When you sat down at the kit with this concept in your head, did you feel as though you played differently?
"I had always thought that way. It was only when I came up with the polo analogy that it crystallized into something that I could make into a riff when talking to people such as yourself."
A while back, you started using a double bass drum pedals.
"Yes! That little bastard in Slipknot…"
Although you seem to have gotten by just fine with a single pedal. Did you ever think of going all-out rock and playing a double bass drum kit?
"Well, I did in Curved Air, much to own personal and musical ruination. [laughs] I don't know why – maybe it was maturity as a musician or something like that – but later on, after seeing what Joey Jordison can do without losing that throb… and they also invented the double bass drum pedal using only one bass drum, which meant that the ergonomics were extremely improved… I don't know, it worked out better when I came back to that.
"I don't use the double bass pedal a lot – just for the occasional flash and effect – but there is one particular thing that it can do; it works like a paradiddle: If you've landed on your foot but you need to get back up to your snare drum, but you need two beats to get your there, you can do go, 'ba-da-bahh!' It's ergonomics.
"Now, John Bonham would have just done that with one foot because he was John Bonham. Because he was... the mountain."

Copeland (seen here in 1980) is Tama Drums' first and longest-term artist endorser. © Lynn Goldsmith/Corbis
Let's talk about The Police a bit. In the early days of the band, you had to make records fast and, one would assume, cheap. Did that youthful hunger, and the limitations you worked with, lead to a certain creativity that was different from when you had lots of time and money in the studio?

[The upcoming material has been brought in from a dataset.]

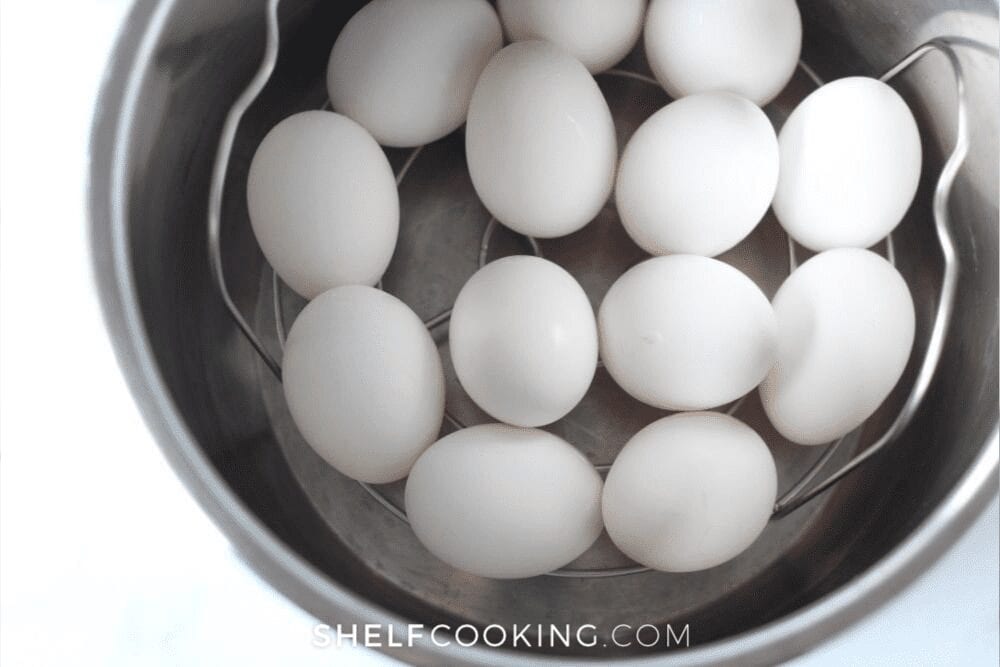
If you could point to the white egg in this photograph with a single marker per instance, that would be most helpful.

"There was certainly hunger, and the hunger was the driving force behind getting up in the morning, figuring out a studio, making that call, calling the other studio and seeing if you can haggle the price down – the mechanics of getting a band going and working and just being were driven by hunger and fear. Once we had slain those dragons and had gotten into the sacred grove of a studio, then it was all the opposite; it was joy, it was creativity, it was the reward, it was the upside.

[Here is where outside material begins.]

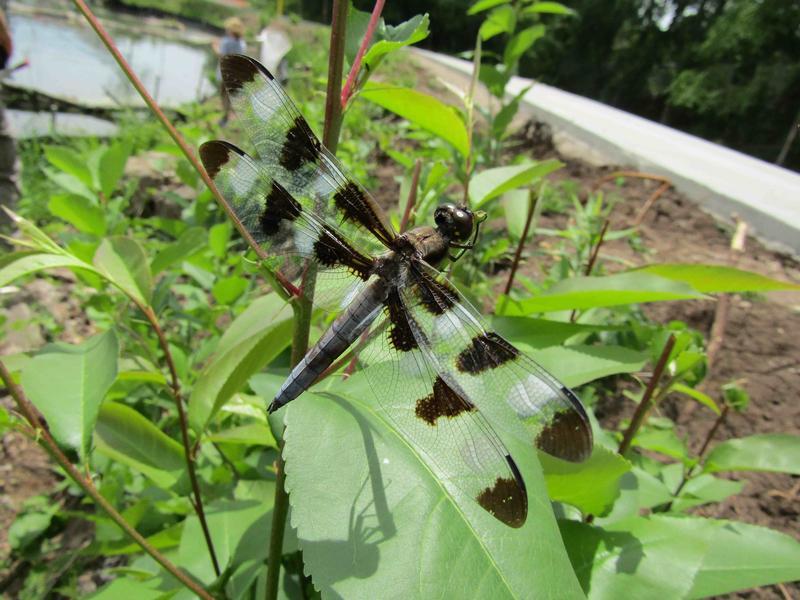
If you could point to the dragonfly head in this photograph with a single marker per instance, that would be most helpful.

"However, if our hunger had gotten into the sacred grove, then we would have been more commercial. Basically, we were trying to do something that was really cool. Once our rent was paid, we weren't thinking that we had to make money. In the Police room, we were doing what we thought was the coolest thing that we could do. We weren't thinking about the marketplace at all.
"Back to the hunger thing, yes, outside the band room, I was thinking, This is what we've got to do. We've got to wear this uniform. We've got to fly this flag. We have to spout this ethos to get us into a niche in the music market called punk. You know, we can get in there, we'll cut our hair, and we're jussssst about young enough to squeeze into that demographic. All that calculation – certainly. But in the band room, we just did what we thought was cool."
Andy Summers' embrace of guitar pedal effects predated The Edge by a couple of years. As a drummer, how did you work with the different spaces and sounds he created?
"He created such an orchestral effect that I just wanted to listen to it. Shut me up. What Sting played on the bass pumped me up and made me want to blaze away; it got me all excited. But then I'd hear Andy play one big fat chord that would ring out with those sounds he had... and I was just listening."